City officials say the shortfall is due largely to a steep decline in property tax revenues. Rising pension, health care, and salaries are also to blame. The numbers take into account the extra money the city is taking in from a new tax levy voters approved a year ago, but the city has almost reached its constitutional limit on how much money it can raise in new taxes.
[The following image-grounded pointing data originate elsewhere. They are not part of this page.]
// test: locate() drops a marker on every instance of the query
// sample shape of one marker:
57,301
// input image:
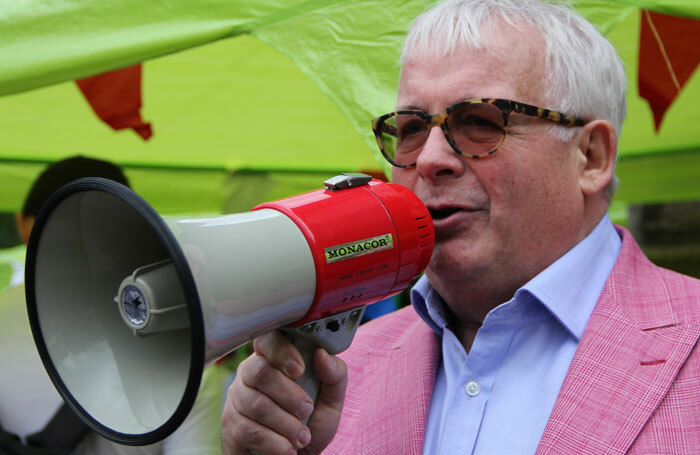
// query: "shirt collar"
569,288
In a press release, Mayor Virg Bernero says the funding model for Michigan cities is "broken."
The grim news comes nearly a month after Bernero appointed a special committee to assess the city’s financial health.
Lindsay VanHulle of the Lansing State Journal reports that the announcement comes as no surprise:
The shortfall for the year that starts July 1, 2013, is due primarily to continued declines in property tax revenue, to the tune of $3.7 million next year, along with more than $5 million in planned cost increases for municipal pensions, health care and contractual wage raises.
Income tax revenue growth has been sluggish in the past year, and it will stay largely flat: Administrators estimate it will increase by less than 1 percent in next year’s budget, said Randy Hannan, Bernero’s executive assistant.
As Michigan Radio’s Steve Carmody reported, the financial health team, headed by former mayor David Hollister, was tasked with finding both short-term and long-term proposals for solving the city’s financial problems.
Hollister said it might not be possible to maintain a good quality of life if things don’t change.
“Maybe we need new models of regional government. Maybe we need a closer working relationship…not just with our regional partners…but formal consolidations,” Hollister said.
With regard to future cuts, Bernero has said that “everything is on the table” reports VanHulle.